2. Increasing competition. Let’s face it – there’s competition everywhere. Whatever your company does, there is someone out there fighting to take that business away from you. In the old days, “me-too” imitators were had inferior quality products – but today, rivals from China can probably build your products cheaper and of equal (if not better) quality. This results in margin erosion and lowered profits. Faced with a double-whammy of ‘lower sales’ and ‘lower margins’, the bottom line is affected. And what do companies do when the company income is lowered? They start saving costs by reducing the headcount – hiring is frozen and open positions aren’t backfilled. Then, if things don’t improve, they start firing people – not just the under-performers – but usually, the more expensive employees (ie, VPs, Directors, Managers). No one is spared.
3. Improving Technology. I am not just talking about machines that can do the manual labour of twenty men, like tractors or steam engines. I am referring to new disruptive technologies like cloud computing or big data that could permanently put you out of business forever. I met a candidate who was a Risk Manager for an Oil Trading Company – he measures risk and advises his company how to mitigate against credit over-exposure. However, there are Real-time Analytic software solutions out there that can do his job, better, faster, and error free. We see this type of ‘disruptive’ technologies killing jobs and even business. Can you name a disruptive technology that almost killed an age-old business model? (Hint – how the internet killed the Yellow Pages). The worst thing is that when this happens, your job goes away permanently, and is never coming back.
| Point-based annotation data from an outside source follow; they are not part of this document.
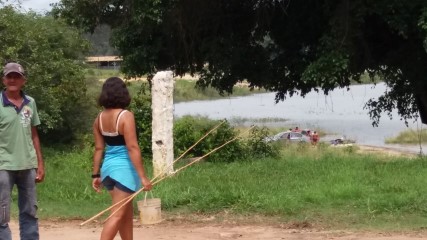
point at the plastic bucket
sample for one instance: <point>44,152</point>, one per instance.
<point>150,210</point>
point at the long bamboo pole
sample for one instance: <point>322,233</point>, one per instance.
<point>164,170</point>
<point>183,167</point>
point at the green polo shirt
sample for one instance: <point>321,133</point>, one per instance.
<point>16,144</point>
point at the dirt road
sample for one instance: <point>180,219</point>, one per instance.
<point>70,230</point>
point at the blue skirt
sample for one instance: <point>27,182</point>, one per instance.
<point>118,166</point>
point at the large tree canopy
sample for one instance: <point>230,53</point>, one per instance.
<point>290,47</point>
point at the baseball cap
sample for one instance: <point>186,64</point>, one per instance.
<point>13,67</point>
4. Competition by foreign labour. In today’s globalised world, labour forces move freely. In countries like Singapore which welcome foreigners with open arms, the competition for your job becomes more acute. Better educated but not always lower paid, these candidates are hungrier and more aggressive than you are and will fight tooth-and-nail for your job. Some feel this is unfair and that the government should protect them, but I feel that this is the new reality every country faces, so we need to know our strengths and bring more value than the competition.